Trump once mocked Obama's executive orders. Now he's citing his own as proof of hard work.

Impact

Back in 2012, then-private citizen Donald Trump bashed President Barack Obama for signing too many executive orders. "Why is @BarackObama constantly issuing executive orders that are major power grabs of authority?" Trump asked on Twitter.

Trump and top Republicans frequently unloaded on Obama's executive orders signing as evidence that he was ruling by fiat — acting more like a king than a president. 

But now that Trump's 100th day as the man at the Resolute Desk is approaching, signing executive orders has transformed from an abuse to an accomplishment, according to his top spokesman.

Pressed at Monday's daily media briefing about what the new president has gotten done in the opening stretch of his tenure, White House press secretary Sean Spicer defended Trump in part by pointing to the number of orders he's signed.

"I think when you look at the number of pieces of legislation, the executive orders, business confidence, the U.S.'s role in the world, there's a lot of accomplishments that have occurred, and we feel very good about what we've done as we head up to this first 100 days," Spicer said.
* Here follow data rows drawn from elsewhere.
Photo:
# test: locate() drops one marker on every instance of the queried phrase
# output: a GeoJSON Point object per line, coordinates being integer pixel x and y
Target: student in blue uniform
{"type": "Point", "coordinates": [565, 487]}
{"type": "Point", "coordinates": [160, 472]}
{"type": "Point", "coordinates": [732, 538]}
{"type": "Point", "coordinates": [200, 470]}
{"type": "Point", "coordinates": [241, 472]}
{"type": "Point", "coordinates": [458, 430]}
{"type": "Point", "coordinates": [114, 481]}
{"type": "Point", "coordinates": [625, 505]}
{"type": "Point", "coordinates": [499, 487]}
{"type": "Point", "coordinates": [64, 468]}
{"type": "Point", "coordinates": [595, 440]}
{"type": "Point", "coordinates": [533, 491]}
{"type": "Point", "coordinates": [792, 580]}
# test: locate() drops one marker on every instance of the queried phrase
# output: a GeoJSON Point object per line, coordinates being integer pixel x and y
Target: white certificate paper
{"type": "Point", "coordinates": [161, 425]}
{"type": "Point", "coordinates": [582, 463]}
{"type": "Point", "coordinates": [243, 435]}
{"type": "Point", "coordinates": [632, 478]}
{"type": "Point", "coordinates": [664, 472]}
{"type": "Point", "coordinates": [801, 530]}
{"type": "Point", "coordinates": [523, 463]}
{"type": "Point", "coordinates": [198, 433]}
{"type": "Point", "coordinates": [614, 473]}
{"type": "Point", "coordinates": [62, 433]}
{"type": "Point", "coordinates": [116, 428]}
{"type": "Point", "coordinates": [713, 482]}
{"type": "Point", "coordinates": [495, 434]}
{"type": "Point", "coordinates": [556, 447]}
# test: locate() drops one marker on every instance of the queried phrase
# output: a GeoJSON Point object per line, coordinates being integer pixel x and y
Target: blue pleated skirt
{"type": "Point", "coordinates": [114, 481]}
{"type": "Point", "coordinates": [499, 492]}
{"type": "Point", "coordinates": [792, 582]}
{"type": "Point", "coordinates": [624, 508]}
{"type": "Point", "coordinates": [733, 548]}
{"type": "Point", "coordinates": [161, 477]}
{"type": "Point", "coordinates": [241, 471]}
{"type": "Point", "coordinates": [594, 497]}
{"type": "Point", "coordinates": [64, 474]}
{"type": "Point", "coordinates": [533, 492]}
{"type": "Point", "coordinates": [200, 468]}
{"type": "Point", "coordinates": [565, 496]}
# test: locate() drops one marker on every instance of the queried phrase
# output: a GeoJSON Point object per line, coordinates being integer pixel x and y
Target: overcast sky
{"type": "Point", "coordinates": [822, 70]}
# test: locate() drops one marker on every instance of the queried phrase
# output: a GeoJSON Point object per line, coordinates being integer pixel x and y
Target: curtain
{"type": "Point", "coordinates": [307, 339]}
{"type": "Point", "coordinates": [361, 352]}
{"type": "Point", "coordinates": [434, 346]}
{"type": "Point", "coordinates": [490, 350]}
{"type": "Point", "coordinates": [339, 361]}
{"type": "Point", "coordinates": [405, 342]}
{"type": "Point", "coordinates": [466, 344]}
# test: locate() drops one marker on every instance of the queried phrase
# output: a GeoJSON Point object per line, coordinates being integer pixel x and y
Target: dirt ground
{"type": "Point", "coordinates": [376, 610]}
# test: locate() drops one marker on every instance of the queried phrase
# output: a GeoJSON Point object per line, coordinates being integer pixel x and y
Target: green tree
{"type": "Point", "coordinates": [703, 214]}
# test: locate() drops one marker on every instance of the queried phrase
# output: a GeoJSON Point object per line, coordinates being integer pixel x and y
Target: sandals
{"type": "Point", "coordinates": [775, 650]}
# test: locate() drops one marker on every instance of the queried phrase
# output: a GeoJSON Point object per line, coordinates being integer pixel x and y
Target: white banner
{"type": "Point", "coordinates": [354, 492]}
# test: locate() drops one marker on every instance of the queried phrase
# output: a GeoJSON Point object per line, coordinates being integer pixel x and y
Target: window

At the same time, Spicer sought to downplay the significance of the 100th day milestone, which has seen Trump struggle to deliver on bedrock campaign promises such as repealing former President Barack Obama's Affordable Care Act and restricting travel to the U.S. from a set of majority-Muslim countries.

Despite his previous disdain for executive orders as a mechanism for governance, putting his pen to more of them is apparently just what Trump plans to do in the walkup to the 100-day marker.

Trump "is going on an executive order frenzy in the final week of his first 100 days," Axios reported. "By Friday, Trump will have signed at least 32 executive orders — the most signed in the first 100 days of a new administration since World War II."